La UD Logroñés visita este fin de semana al Gernika, un equipo que ha mejorado su rendimiento y que ha conseguido salir de la zona baja. Rodríguez destaca que no han cambiado mucho en su planteamiento, pero sí han logrado mejores resultados. Además, advierte que en su estadio son un rival difícil de batir.
El técnico remarca la importancia de adaptarse rápidamente a un campo con características distintas a las de Las Gaunas, donde el balón bota más y el juego es más rápido. «Las áreas son muy importantes allí», asegura, señalando que el equipo deberá estar preparado para disputar duelos individuales, ganar segundas jugadas y ser sólido defensivamente.
La solución no pasa por los fichajes
Rodríguez no esconde que al equipo le está costando generar peligro en los últimos partidos. Considera que la clave está en la construcción del juego, «en llegar a la parte ofensiva con mayor claridad para que los delanteros puedan tener mejores opciones». También apunta a que «el equipo debe ser más valiente con el balón», asumir más riesgos y no caer en la comodidad de jugar seguro.
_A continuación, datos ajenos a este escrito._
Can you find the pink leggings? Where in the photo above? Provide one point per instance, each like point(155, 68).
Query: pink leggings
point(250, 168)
«Tenemos que mejorar y ser un poco más valientes con la pelota», indica, señalando que a veces «el miedo al error frena la toma de decisiones ofensivas». Para él, la única manera de salir del bache es «con confianza y determinación».
Más allá de las bajas, la presión del entorno o los problemas recientes, Rodríguez recalca que el equipo debe centrarse en mejorar su rendimiento. No considera que «la solución pase por los fichajes», sino «por elevar el nivel competitivo de los jugadores que ya están en la plantilla».
Con la primera plaza aún en el horizonte, aunque complicada, el entrenador apuesta por enfocarse en el presente. «Antes de hablar de la primera plaza o del playoff, primero tenemos que mejorar nosotros», sentencia.